Now, he made it clear that THE gospel has no holes. THE gospel, found in the life of Jesus and the pages of the New* Testament, is perfect, complete and wonderful.
But OUR gospel … the one that we practice … is often incomplete. Insight into these holes was given by the Old Testament passage Micah 6:6-8:
“With what shall I come before the Lord, and bow myself before God on high?
Shall I come before him with burnt offerings, with calves a year old?
Will the Lord be pleased with thousands of rams, with ten thousands of rivers of oil?
Shall I give my firstborn for my transgression, the fruit of my body for the sin of my soul?”
In other words, shall I be over-the-top in my religious expression? The bigger the personal religious sacrifice, the greater the pleasure of God, right?
“He has told you, O man, what is good; and what does the Lord require of you
but to do justice, and to love kindness, and to walk humbly with your God?”
Do, love and walk. These aren’t “don’ts” these are “dos”. What good works the Lord requires of us are not activities of denying ourselves, but of blessing others.
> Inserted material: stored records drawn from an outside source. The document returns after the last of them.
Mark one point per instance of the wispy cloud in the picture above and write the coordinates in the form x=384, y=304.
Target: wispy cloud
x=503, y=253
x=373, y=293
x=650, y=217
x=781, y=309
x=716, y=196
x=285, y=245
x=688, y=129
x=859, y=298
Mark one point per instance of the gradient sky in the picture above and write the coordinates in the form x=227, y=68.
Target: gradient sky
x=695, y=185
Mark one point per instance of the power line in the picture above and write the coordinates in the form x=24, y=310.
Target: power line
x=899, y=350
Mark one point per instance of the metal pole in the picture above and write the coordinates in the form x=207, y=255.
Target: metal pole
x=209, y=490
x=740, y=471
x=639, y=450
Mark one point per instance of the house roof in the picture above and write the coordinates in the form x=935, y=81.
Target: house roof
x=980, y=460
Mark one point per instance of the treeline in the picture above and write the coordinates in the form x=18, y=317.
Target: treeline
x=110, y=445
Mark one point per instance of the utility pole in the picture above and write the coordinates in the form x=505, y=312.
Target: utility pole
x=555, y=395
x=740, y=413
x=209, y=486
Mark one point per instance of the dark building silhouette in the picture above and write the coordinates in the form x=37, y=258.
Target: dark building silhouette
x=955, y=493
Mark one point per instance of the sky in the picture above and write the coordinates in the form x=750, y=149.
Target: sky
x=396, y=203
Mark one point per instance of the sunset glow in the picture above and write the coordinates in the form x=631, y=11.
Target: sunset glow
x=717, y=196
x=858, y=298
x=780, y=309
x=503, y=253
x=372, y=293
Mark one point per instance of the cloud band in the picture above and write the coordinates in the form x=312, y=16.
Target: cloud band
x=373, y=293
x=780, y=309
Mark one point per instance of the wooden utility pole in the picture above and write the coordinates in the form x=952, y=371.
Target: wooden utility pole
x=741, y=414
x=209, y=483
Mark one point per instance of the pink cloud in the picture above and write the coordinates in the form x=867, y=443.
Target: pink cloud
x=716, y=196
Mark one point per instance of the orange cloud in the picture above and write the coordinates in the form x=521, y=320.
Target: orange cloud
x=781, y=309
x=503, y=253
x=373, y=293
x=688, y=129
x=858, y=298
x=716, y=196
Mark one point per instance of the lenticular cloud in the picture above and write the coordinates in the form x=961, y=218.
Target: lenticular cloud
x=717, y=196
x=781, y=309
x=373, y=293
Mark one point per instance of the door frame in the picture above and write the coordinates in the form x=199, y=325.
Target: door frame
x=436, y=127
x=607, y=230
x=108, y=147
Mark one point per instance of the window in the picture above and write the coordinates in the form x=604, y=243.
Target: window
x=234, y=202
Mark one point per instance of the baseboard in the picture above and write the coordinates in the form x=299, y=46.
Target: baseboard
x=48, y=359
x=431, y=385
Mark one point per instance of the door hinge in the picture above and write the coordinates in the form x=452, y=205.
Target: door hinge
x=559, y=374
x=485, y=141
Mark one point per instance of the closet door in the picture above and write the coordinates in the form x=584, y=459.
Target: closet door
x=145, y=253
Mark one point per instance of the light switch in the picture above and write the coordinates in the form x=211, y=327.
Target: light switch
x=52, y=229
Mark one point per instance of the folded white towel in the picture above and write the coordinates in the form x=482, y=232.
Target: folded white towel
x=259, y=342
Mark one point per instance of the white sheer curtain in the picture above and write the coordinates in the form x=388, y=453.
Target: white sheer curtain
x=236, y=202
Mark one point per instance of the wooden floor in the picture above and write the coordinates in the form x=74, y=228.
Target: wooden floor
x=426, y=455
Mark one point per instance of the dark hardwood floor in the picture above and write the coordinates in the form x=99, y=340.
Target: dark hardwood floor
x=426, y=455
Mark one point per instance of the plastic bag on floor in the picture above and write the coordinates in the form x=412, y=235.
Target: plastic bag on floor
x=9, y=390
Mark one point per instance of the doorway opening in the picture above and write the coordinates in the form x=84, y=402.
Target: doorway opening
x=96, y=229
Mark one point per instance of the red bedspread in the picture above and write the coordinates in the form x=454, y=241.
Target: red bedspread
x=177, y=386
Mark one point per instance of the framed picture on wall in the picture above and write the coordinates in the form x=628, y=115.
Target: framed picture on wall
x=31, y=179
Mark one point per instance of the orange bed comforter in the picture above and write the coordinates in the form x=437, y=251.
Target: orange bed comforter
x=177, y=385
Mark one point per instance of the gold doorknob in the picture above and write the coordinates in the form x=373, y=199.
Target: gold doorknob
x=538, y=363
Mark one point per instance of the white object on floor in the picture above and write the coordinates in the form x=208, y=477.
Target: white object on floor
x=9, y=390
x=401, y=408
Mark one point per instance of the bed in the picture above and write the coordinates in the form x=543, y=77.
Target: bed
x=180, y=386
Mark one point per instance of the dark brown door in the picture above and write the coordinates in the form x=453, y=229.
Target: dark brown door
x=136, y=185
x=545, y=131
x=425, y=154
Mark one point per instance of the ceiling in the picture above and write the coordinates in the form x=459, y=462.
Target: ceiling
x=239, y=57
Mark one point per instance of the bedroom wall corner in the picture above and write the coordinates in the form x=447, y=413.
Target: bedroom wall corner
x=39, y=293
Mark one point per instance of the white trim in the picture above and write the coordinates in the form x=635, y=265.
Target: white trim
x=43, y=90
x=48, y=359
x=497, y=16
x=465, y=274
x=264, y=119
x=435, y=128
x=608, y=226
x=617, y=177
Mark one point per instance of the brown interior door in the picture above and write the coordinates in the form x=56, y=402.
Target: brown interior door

The New Testament reading from the Ash Wednesday service, James 2:1-9, also brought clarity to this truth. Here are some excerpts:
“My brothers, show no partiality as you hold the faith in our Lord Jesus Christ, the Lord of glory. For if a man wearing a gold ring and fine clothing comes into your assembly, and a poor man in shabby clothing also comes in, and if you pay attention to the one who wears the fine clothing and say, “You sit here in a good place”, while you say to the poor man, “You stand over there”, or, “Sit down at my feet”, have you not then made distinctions among yourselves and become judges with evil thoughts? Listen, my beloved brothers, has not God chosen those who are poor in the world to be rich in faith and heirs of the kingdom, which he has promised to those who love him? But you have dishonoured the poor man … If you really fulfill the royal law according to the Scripture, “You shall love your neighbour as yourself”, you are doing well. But if you show partiality, you are committing sin and are convicted by the law as transgressors.”
Virtually all of my friends are rich. Most everyone who attends my church is rich. In the example James uses above, at least the sinful man is speaking with the poor person! We have sterilized our church environments so thoroughly that the poor feel unwelcome, and we feel no pang of guilt that this is true. God has chosen the poor … but we have not.
We do have a “hole in our gospel.” We do pretty well parsing our theological words and proclaiming our creeds. But James goes on to tell us that our beliefs, without accompanying works, are dead beliefs (Js. 2:17,26), and that real religion involves not only personal holiness, but an active life of serving the helpless and afflicted (Js. 1:27).
In short … I don’t need to stop eating sugar, as much as I need to start loving my poor neighbor. Not a Lent of not-doing, but of doing. I need do the full gospel, not a holey one. I believe that’s the Lent the Lord would have of me.